Disney Enterprises, Inc.

Theater chain AMC is teaming with the Give a Child the Universe initiative to help underprivileged kids see A Wrinkle in Time for free through ticket donations. The initiative was started by Color of Change, a nonprofit advocacy group that designs “campaigns powerful enough to end practices that unfairly hold Black people back, and champion solutions that move us all forward.”

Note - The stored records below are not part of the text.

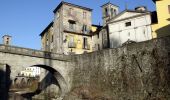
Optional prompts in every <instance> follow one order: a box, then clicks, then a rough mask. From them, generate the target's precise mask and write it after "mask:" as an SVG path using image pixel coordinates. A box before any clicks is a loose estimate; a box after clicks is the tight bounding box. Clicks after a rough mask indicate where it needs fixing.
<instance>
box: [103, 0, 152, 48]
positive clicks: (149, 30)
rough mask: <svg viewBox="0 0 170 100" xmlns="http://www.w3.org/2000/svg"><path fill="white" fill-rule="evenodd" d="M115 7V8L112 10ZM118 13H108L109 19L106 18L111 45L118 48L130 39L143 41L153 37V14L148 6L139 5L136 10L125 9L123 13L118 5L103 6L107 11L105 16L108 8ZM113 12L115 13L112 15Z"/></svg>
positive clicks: (109, 43)
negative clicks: (119, 8)
mask: <svg viewBox="0 0 170 100" xmlns="http://www.w3.org/2000/svg"><path fill="white" fill-rule="evenodd" d="M110 6H111V7H115V10H111V9H113V8H109V7H110ZM106 8H108V11H114V12H116V13H110V14H108V17H109V18H108V19H107V20H106V19H103V20H104V22H105V23H104V25H106V27H108V34H109V39H108V40H109V45H110V46H109V47H110V48H116V47H119V46H122V45H123V44H124V43H126V42H128V41H132V42H142V41H146V40H150V39H152V34H151V33H152V31H151V14H150V12H148V11H147V9H146V7H137V8H135V10H128V9H126V10H124V11H122V12H121V13H117V12H118V11H119V8H118V6H115V5H113V4H111V3H107V4H105V6H104V7H103V8H102V9H103V11H105V12H104V13H103V14H104V15H103V16H106V14H107V13H106V12H107V10H104V9H106ZM112 14H113V15H112Z"/></svg>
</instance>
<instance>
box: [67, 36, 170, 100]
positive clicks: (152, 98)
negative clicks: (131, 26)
mask: <svg viewBox="0 0 170 100" xmlns="http://www.w3.org/2000/svg"><path fill="white" fill-rule="evenodd" d="M169 44H170V37H166V38H162V39H155V40H151V41H146V42H142V43H134V44H129V45H125V46H123V47H120V48H117V49H108V50H103V51H98V52H94V53H89V54H83V55H77V56H75V58H74V60H75V62H76V66H75V69H74V71H73V78H72V79H73V80H72V86H71V90H70V92H69V93H68V94H67V96H65V100H77V99H86V100H87V99H88V100H168V98H170V95H169V94H170V78H169V77H170V46H169Z"/></svg>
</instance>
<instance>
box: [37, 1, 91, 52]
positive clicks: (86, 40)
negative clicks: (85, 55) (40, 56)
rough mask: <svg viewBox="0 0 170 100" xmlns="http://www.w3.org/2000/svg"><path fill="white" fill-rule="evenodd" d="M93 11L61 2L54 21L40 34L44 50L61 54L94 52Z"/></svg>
mask: <svg viewBox="0 0 170 100" xmlns="http://www.w3.org/2000/svg"><path fill="white" fill-rule="evenodd" d="M91 12H92V9H90V8H86V7H82V6H78V5H75V4H71V3H67V2H61V3H60V4H59V5H58V6H57V8H56V9H55V10H54V20H53V22H52V23H50V24H49V26H48V27H47V28H46V29H45V30H44V31H43V32H42V33H41V34H40V35H41V39H42V47H43V48H42V50H45V51H51V52H55V53H60V54H66V55H68V54H82V53H85V52H91V51H92V45H91V44H92V38H91V34H90V29H91V25H92V23H91Z"/></svg>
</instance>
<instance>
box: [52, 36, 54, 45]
mask: <svg viewBox="0 0 170 100" xmlns="http://www.w3.org/2000/svg"><path fill="white" fill-rule="evenodd" d="M53 41H54V37H53V35H52V36H51V43H53Z"/></svg>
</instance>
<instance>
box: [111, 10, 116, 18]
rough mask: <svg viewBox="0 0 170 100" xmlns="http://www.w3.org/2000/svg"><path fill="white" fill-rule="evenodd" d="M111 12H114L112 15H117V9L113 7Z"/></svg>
mask: <svg viewBox="0 0 170 100" xmlns="http://www.w3.org/2000/svg"><path fill="white" fill-rule="evenodd" d="M111 14H112V16H115V15H116V9H113V8H111Z"/></svg>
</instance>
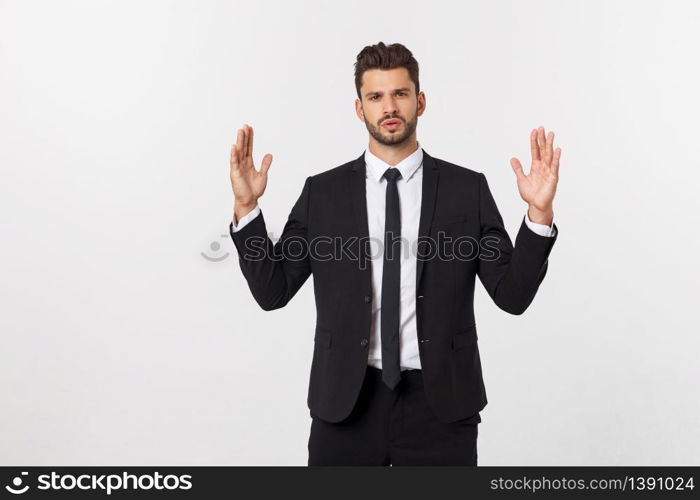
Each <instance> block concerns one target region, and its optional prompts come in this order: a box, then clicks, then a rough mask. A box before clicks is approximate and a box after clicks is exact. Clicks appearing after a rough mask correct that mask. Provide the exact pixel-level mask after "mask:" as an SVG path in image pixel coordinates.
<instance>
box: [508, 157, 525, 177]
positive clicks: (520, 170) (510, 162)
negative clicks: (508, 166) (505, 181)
mask: <svg viewBox="0 0 700 500" xmlns="http://www.w3.org/2000/svg"><path fill="white" fill-rule="evenodd" d="M510 166H511V167H513V172H515V177H517V179H518V180H519V181H520V180H524V179H525V172H523V166H522V165H521V164H520V161H519V160H518V159H517V158H511V159H510Z"/></svg>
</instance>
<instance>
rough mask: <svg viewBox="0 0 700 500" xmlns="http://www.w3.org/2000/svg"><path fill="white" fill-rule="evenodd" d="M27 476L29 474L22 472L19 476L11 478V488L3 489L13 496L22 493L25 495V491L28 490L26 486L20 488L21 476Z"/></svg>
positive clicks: (21, 479)
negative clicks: (8, 491)
mask: <svg viewBox="0 0 700 500" xmlns="http://www.w3.org/2000/svg"><path fill="white" fill-rule="evenodd" d="M27 475H29V472H22V474H21V475H19V476H16V477H14V478H12V486H10V485H7V486H5V489H6V490H7V491H9V492H10V493H12V494H14V495H21V494H22V493H26V491H27V490H28V489H29V485H28V484H26V485H24V486H22V476H27Z"/></svg>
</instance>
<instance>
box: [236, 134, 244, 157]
mask: <svg viewBox="0 0 700 500" xmlns="http://www.w3.org/2000/svg"><path fill="white" fill-rule="evenodd" d="M244 139H245V137H244V136H243V129H240V128H239V129H238V133H237V134H236V161H237V162H238V164H239V165H240V164H241V163H242V162H243V153H242V151H243V141H244Z"/></svg>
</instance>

"Color of Change believes in the power of images and supports those working to change the rules in Hollywood so that inclusive, empathetic and human portrayals of black people and people of color are prominent on the screen,” the initiative’s executive director, Rashad Robinson, said in a statement:

Director Ava DuVernay’s A Wrinkle in Time is the perfect subject for the group because, as Robinson puts it, “By casting a black teenage actress, Storm Reid, as the heroine at the center of this story, the filmmakers and the studio send a powerful message to millions of young people who will see someone like them embracing their individuality and strength to save the world.”

The movie touts a diverse cast that includes Mindy Kaling, Oprah Winfrey, Reese Witherspoon, Zach Galifianakis, and Chris Pine. The most important member of the cast, though, is 14-year-old Storm Reid, who plays the main character Meg Murry, a young girl who tries to save her father (Pine) who is trapped in another dimension. The movie is based on the acclaimed 1962 fantasy novel by author Madeleine L'Engle.

If you’d like to donate a ticket (or more), you can just head over to the Give a Child the Universe website and pledge an amount. AMC will provide one ticket to children and teens nationwide for every $10 given to the cause.

And if you’re interested in seeing the movie yourself, A Wrinkle in Time opens on March 9, 2018.